This article introduces the whole process of rectifying IPSec faults, reveals how to analyze the faults, and learns related knowledge from the faults.


Review of previous article:
Tcp_recycle discarded

Due to business requirements, we set up A VPN on some overseas nodes to facilitate data interaction between overseas nodes. One day, we set up a new VPN between two new nodes. After the launch, Ping and traceroute tests showed no abnormality, observed that traffic had passed, and monitored indicators were normal. However, half an hour later, the service reports that the network between the two new nodes is abnormal. After discovering the fault, the network goes online and the configuration is rolled back. After the offline test, it is found that the IPsec process can be restarted.

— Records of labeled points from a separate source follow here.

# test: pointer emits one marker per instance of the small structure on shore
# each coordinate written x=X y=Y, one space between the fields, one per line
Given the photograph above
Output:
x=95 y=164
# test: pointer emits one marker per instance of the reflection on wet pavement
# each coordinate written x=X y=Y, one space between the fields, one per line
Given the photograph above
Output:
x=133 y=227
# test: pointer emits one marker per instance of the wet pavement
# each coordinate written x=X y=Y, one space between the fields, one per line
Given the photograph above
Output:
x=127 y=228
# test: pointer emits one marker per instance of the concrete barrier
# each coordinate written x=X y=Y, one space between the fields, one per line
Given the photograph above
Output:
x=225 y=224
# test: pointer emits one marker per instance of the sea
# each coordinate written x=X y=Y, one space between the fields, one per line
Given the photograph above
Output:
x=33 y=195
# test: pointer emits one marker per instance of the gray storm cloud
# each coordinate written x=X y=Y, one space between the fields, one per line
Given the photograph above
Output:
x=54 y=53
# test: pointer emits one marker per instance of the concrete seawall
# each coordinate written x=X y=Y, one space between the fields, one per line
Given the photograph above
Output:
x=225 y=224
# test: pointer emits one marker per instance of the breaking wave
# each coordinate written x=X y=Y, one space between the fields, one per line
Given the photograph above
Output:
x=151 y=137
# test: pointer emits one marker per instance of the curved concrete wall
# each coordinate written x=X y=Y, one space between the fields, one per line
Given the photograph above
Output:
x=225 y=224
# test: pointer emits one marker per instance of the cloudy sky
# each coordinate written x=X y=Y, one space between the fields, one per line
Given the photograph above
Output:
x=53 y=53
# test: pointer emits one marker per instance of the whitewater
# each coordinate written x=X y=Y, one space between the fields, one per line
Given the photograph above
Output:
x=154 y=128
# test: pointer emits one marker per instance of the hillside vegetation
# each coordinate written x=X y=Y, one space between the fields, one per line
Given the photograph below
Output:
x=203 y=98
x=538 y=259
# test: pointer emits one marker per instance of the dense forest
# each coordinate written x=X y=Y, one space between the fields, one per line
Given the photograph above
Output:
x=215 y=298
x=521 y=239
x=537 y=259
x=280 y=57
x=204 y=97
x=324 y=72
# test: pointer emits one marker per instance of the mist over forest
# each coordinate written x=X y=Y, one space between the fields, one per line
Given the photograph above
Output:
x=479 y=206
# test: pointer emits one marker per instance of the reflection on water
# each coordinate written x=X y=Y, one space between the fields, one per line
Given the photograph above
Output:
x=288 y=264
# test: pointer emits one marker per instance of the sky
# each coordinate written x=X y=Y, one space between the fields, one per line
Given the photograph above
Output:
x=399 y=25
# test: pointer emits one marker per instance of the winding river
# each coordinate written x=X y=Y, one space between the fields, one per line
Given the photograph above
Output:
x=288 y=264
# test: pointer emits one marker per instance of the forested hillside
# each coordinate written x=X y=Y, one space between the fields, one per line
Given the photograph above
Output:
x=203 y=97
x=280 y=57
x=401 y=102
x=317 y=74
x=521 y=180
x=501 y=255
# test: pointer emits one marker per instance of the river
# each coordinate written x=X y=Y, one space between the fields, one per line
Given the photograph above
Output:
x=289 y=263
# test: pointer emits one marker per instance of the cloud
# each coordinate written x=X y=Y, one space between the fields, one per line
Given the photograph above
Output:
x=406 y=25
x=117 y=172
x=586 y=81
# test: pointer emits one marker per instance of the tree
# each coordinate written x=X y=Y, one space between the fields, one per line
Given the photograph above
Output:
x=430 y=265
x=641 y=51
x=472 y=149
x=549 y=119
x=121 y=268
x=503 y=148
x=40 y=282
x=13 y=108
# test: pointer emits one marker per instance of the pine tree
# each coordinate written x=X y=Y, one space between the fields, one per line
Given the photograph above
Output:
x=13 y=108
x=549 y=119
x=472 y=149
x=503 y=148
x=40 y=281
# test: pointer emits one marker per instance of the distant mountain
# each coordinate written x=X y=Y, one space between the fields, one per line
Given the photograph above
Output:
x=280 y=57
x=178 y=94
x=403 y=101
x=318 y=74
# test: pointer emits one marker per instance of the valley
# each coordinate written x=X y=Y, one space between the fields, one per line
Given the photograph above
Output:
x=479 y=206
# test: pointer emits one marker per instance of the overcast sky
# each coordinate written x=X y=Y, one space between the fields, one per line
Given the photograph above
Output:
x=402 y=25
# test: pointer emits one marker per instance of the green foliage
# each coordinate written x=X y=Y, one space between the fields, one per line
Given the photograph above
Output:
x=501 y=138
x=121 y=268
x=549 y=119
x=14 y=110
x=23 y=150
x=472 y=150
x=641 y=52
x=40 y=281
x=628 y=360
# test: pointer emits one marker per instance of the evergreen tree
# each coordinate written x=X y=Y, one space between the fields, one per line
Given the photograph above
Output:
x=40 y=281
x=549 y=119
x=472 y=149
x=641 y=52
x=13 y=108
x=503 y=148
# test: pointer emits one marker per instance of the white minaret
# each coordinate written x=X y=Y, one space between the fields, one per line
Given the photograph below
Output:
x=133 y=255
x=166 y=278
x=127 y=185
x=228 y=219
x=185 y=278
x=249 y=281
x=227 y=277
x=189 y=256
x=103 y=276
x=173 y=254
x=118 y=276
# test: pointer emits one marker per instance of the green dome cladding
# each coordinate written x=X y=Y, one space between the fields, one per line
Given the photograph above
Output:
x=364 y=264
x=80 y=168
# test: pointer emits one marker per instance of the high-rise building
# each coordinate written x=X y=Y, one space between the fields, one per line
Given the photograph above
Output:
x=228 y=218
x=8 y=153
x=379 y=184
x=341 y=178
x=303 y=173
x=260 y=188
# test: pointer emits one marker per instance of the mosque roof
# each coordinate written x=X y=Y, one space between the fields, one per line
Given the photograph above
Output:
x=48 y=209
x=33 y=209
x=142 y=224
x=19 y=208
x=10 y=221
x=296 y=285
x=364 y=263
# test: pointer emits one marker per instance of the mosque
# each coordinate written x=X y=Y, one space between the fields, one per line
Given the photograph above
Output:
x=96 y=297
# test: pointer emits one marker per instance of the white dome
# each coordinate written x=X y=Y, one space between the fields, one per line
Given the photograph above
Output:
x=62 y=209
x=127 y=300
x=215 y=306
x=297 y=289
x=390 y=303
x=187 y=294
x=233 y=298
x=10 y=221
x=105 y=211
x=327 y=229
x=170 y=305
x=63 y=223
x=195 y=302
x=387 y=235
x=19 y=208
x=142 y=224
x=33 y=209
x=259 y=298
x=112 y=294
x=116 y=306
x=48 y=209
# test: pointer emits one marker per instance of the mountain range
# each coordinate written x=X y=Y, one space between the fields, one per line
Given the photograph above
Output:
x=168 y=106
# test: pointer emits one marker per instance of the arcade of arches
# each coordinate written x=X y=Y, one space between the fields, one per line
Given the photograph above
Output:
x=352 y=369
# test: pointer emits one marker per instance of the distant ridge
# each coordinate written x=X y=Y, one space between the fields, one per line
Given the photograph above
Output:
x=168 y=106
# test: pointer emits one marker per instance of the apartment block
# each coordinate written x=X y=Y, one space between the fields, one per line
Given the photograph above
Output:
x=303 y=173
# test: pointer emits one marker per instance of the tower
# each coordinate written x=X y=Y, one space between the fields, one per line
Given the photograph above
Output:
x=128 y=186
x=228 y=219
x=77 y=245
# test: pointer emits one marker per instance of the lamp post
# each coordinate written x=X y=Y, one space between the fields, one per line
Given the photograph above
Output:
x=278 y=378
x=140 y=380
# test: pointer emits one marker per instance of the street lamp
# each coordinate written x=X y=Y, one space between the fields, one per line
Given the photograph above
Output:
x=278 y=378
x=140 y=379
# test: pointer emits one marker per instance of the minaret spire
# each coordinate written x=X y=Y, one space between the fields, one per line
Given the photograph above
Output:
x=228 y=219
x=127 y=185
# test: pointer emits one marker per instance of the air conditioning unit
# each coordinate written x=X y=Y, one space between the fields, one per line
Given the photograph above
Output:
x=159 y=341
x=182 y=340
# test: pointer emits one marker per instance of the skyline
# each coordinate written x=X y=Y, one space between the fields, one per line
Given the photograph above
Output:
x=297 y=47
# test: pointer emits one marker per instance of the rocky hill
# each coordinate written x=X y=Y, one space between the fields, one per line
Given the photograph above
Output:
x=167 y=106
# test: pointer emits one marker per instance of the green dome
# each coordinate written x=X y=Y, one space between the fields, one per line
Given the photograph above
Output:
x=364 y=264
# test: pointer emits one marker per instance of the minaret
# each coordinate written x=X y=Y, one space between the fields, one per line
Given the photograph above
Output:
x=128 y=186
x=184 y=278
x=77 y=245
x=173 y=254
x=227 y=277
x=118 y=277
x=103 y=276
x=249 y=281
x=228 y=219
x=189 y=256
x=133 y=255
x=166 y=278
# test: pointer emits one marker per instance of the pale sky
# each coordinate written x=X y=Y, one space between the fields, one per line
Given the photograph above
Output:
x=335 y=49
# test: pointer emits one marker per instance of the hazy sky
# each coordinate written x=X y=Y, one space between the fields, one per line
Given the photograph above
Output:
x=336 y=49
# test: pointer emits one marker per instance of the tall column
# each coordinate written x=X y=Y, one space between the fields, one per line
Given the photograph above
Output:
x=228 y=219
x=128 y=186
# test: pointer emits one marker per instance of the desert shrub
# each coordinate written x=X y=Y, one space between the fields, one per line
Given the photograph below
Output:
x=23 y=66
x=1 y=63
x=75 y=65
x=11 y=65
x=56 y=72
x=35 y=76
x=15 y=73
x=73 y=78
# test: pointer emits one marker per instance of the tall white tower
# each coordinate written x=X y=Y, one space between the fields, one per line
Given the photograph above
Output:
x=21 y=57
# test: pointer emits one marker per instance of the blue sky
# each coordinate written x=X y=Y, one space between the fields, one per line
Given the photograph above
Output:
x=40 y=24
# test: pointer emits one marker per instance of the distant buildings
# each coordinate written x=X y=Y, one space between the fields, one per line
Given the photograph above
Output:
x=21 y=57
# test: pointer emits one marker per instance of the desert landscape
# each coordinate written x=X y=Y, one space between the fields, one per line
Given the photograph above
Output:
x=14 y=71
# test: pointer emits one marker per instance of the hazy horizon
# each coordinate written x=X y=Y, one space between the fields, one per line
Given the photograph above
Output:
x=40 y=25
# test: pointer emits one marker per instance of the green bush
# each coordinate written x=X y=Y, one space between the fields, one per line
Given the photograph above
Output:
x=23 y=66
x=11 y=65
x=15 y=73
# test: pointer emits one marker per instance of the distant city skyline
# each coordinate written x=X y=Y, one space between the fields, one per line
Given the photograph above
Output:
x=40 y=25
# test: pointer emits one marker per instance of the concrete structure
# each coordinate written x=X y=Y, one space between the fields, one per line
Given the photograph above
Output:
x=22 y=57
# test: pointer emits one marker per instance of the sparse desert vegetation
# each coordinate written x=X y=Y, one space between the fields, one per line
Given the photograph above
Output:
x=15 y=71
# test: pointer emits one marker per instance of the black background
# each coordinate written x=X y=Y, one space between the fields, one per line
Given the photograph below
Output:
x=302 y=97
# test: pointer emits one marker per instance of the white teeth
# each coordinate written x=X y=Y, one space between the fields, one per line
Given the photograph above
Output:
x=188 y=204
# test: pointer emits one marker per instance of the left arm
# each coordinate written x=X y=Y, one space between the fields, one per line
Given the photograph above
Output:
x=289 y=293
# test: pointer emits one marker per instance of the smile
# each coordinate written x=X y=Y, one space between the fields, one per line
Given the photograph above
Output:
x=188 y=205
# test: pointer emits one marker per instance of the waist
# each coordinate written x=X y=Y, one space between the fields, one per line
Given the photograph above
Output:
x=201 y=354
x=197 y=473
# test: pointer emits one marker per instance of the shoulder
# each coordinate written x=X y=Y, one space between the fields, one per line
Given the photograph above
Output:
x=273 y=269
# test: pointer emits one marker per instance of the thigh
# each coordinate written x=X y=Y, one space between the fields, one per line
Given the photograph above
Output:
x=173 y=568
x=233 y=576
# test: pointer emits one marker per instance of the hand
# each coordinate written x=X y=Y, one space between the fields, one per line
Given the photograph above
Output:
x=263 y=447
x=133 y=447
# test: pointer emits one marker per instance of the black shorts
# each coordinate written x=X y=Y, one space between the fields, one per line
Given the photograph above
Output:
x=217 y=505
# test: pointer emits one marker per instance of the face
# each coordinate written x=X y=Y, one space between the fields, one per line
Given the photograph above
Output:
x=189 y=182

Next, replay the configuration and scenario at that time and explain the root cause of the problem.

The environment is briefly

As shown above, two nodes A and B are connected through IPsec. Network segment 10.0.0.0/24 on side A and network segment 10.0.0.0/24 and 10.0.2.0/24 on side B are connected. The data packets destined for network segments 10.0.0.0/24 and 10.0.2.0/24 are discarded to the IPSec Server on node B, and vice versa.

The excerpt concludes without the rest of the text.